Like a growing number of districts, Napa identified accurate grading as a necessary lever to close achievement gaps and improve A–G readiness. Our early reform efforts began during the pandemic, when disparities in outcomes widened, and urgency further intensified. Yet our early efforts lacked coherence: practices varied across schools, change rested with individual champions, and progress stalled under (understandable) skepticism and resistance.

After initial setbacks, we sought a partner with deep experience in system-level instructional change. Through peer recommendations, California Education Partners (Ed Partners) emerged as a trusted collaborator. What distinguishes our work with Ed Partners from our other efforts to address this persistent problem is a focus on systems coherence, capacity building, and continuous improvement—not one-off professional development or short-term initiatives. With our multi-year partnership, changes to grading practices have begun to take root and scale across our pilot sites.

Through a disciplined, system-wide effort, we moved from a handful of teachers working together to teachers at close to half of our secondary schools (and growing), aligning around a set of effective shared practices to improve student learning and outcomes.

Successful Pilots Create Demand

We started with two schools, one middle and one high — Silverado Middle School and Napa High School. The sites had an existing partnership through a COWELL Foundation grant and demonstrated readiness for collaboration. Napa High’s WASC report also underscored the need for greater consistency in grading, creating urgency and a clear context for change.

The first year was deliberately cautious. Teachers worried about midyear changes. District and school leaders emphasized trust-building and honest dialogue. Napa High School Principal Dr. Ean Ainsworth shared that:

“The foundation of any conversation about grading has to be a strong and trusting staff culture. Each conversation surfaces deeply held beliefs and philosophies about grading, which makes the work inherently messy. Napa High School is fortunate to have a staff willing to be honest and vulnerable with one another. That level of trust has allowed us to build greater accuracy and consistency in how we assess and communicate student learning.”

By year two, momentum accelerated. Empathy interviews with students and teachers revealed how inconsistent grading practices affected study habits, confidence, and growth opportunities. Napa High teachers led the way in interviewing; Silverado staff observed and then replicated the process. Through these interviews, Principal Anne Vallerga shared that:

“We had over thirty teachers and realized that we also had over thirty approaches to grading, weighting, and communicating progress. While each teacher’s system made sense in isolation, for students and families it created confusion about what letter grades actually reflected. When we met in PLCs, we weren’t talking apples to apples.”

The schools discovered that, while each teacher approached grading with care and intention, the lack of alignment across classrooms created unintended barriers for students and families. Deeply listening to students on this topic heightened the team’s urgency.

The pilot focused initially on mathematics and English Language Arts (ELA). Departments across both sites aligned professional learning, blending professional learning days and selecting a small set of high-leverage practices to implement consistently across middle and high school.

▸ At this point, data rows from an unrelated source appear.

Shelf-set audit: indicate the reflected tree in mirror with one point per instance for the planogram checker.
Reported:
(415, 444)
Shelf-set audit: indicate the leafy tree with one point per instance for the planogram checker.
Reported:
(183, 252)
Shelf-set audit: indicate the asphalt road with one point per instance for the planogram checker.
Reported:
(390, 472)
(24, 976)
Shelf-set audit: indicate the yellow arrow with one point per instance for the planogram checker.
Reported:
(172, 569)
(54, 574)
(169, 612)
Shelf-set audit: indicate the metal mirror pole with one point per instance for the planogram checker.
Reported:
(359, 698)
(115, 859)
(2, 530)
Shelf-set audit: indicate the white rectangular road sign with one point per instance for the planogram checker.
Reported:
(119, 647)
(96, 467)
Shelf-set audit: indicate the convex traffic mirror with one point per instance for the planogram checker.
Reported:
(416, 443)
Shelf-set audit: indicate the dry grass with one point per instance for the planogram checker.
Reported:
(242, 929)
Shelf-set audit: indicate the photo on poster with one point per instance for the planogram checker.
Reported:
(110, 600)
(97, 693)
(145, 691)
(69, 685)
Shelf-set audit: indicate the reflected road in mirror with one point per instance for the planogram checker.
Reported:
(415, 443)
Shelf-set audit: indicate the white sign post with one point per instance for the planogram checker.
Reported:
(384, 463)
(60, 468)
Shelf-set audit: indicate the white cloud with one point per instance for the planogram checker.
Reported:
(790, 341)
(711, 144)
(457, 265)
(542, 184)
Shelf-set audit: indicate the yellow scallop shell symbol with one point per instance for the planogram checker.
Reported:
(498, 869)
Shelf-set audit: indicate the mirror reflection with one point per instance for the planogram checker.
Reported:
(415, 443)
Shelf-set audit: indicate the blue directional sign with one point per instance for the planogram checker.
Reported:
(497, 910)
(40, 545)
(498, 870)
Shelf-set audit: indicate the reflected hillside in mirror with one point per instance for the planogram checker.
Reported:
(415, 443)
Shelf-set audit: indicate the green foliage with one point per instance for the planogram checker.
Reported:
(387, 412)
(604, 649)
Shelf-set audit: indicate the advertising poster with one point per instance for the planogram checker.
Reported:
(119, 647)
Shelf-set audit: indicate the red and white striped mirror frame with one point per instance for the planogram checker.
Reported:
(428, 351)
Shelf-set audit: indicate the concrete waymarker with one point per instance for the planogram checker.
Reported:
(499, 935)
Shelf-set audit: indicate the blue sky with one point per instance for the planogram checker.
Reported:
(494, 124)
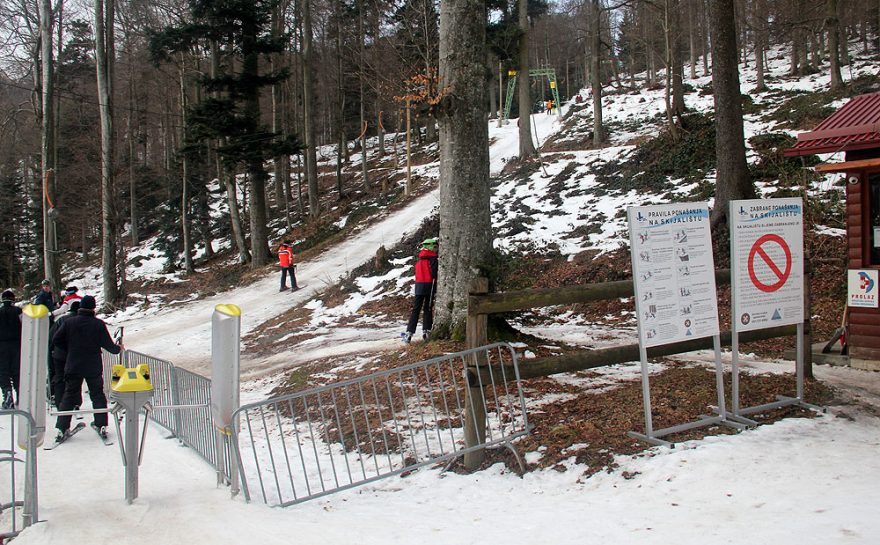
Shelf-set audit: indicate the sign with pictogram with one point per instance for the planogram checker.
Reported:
(779, 271)
(767, 264)
(863, 287)
(673, 272)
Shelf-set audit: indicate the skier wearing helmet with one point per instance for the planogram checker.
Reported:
(426, 282)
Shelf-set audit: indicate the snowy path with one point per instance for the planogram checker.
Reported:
(797, 482)
(183, 336)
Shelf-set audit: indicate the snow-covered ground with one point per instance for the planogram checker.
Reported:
(799, 481)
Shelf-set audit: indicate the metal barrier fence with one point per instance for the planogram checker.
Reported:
(19, 505)
(312, 443)
(173, 386)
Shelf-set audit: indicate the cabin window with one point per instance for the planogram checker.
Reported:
(874, 218)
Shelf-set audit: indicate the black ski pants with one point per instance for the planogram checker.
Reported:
(292, 272)
(422, 302)
(10, 364)
(73, 398)
(56, 380)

They leveraged existing proficiency scales to calibrate rigor in lessons and assessments, analyzed student work collaboratively, and committed to intentional reteach and retake cycles to support students’ ongoing learning.

The second year delivered clear gains in students’ understanding of the standards: CAASPP data for our high school students showed more than 11 percentage points of growth in ELA and more than 7 points in mathematics, meeting or exceeding standards. As progress became visible, interest grew beyond the original two schools. A second pilot with Redwood Middle School and Vintage High School launched, with American Canyon Middle School and American Canyon High School slated to join in 2026-2027, and professional learning communities (PLCs) from across the district continue to spread the approach.

Board Alignment

Sustainable district change requires governance and instructional leadership to be aligned around shared priorities. NVUSD’s board has consistently prioritized closing achievement gaps and expanding access to postsecondary opportunities for historically marginalized students. This clarity framed grading equity not as a stand-alone initiative but as a lever tied to outcomes the board already champions.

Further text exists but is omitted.